India as emerged as the fast-growing alternative to Chinese markets, where investors are willing to overlook the risks involving overprices shares, upcoming 2024 Lok Sabha elections and regulatory uncertainty.

Vikas Pershad, portfolio manager for Asian equities at M&G Investments told Reuters, “The recent rally notwithstanding … the upcoming elections notwithstanding, I think India is a good market for long term investors.”

Meanwhile, Chinese market are experiencing their worst week in years as Shanghai Composite Index briefly fell more than 3%, hitting its lowest level in five years on Monday. Last week, the index fell 6.2 percent.

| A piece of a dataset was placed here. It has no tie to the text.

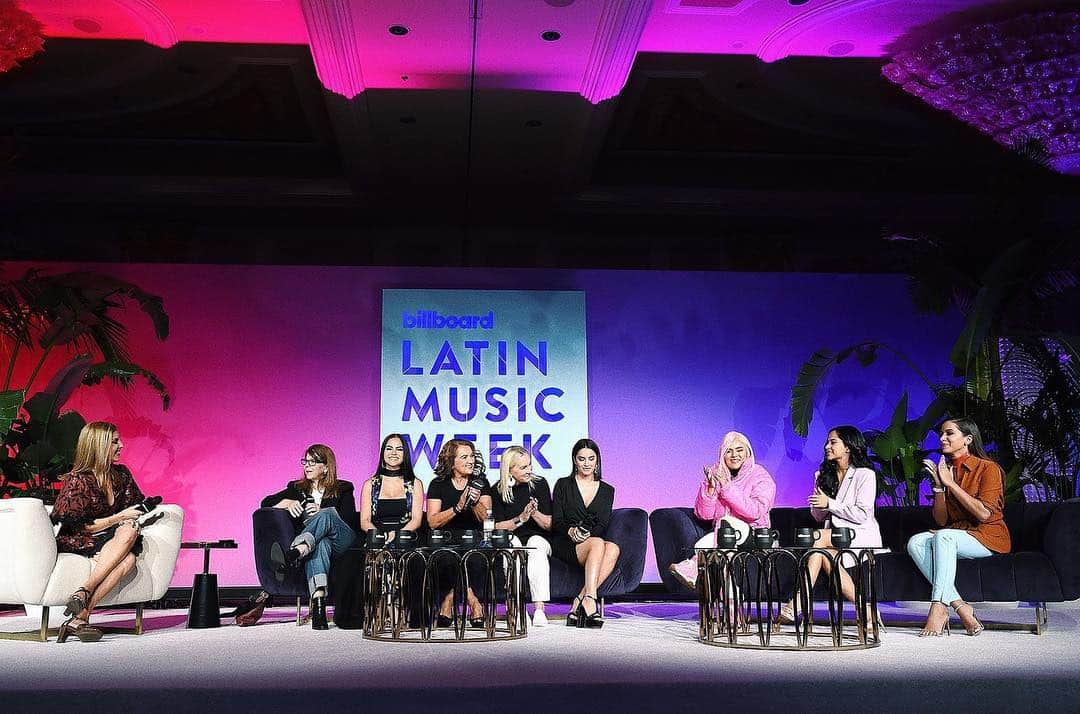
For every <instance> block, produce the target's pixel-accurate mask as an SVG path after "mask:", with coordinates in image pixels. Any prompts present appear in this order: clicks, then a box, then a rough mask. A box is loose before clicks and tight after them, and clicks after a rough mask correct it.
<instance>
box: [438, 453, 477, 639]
mask: <svg viewBox="0 0 1080 714" xmlns="http://www.w3.org/2000/svg"><path fill="white" fill-rule="evenodd" d="M489 510H491V487H490V485H489V484H488V483H487V475H486V471H485V468H484V460H483V458H481V457H480V455H478V454H477V453H476V447H475V446H473V443H472V442H470V441H465V440H463V439H451V440H450V441H448V442H446V444H444V445H443V448H442V449H440V452H438V458H437V459H436V461H435V479H434V481H432V482H431V484H430V485H429V486H428V525H429V526H430V527H431V528H432V529H433V530H434V529H440V530H449V531H451V533H458V534H460V533H461V531H463V530H476V529H478V528H482V527H483V525H484V517H485V516H486V515H487V512H488V511H489ZM469 563H470V567H471V568H472V569H470V571H469V577H470V580H471V581H472V582H474V583H476V584H477V587H480V584H481V583H482V582H483V577H482V576H483V574H482V571H481V570H478V569H476V566H475V565H472V564H476V563H478V561H477V560H476V558H472V560H471V561H469ZM438 571H440V577H441V578H446V579H449V576H450V575H451V572H450V571H449V570H448V569H447V568H440V570H438ZM465 601H467V602H468V604H469V614H470V615H469V623H470V625H471V627H474V628H481V627H484V609H483V607H482V606H481V604H480V600H478V598H477V597H476V594H475V592H474V589H473V587H472V585H470V587H469V588H468V590H467V592H465ZM453 618H454V589H453V588H450V589H449V591H448V592H447V593H446V594H445V595H444V596H443V600H442V602H441V604H440V607H438V615H437V616H436V619H435V624H436V625H438V627H441V628H448V627H450V624H453V622H454V619H453Z"/></svg>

Nifty, Sensex spike expected in FY2025

Goldman Sachs sees the Nifty index, currently around 22,000, hitting 23,500 by the end of 2024, while local brokerage ICICI Securities expects a nearly 14% jump. ICICI Direct also predicted that pre-election rally will lead to Nifty touching 23,400 in June this year.

ICICI Direct further said that the median market returns for election years has been 17 percent over the past three decades, which have seen seven general elections so far.

The market has become one of the world’s most expensive ones. The 12-month forward price-to-earnings ratio, a widely used valuation measure, is 22.8 for the Nifty 50, three times China’s and higher even than the U.S. S&P 500 valuation at 20.23, according to LSEG data.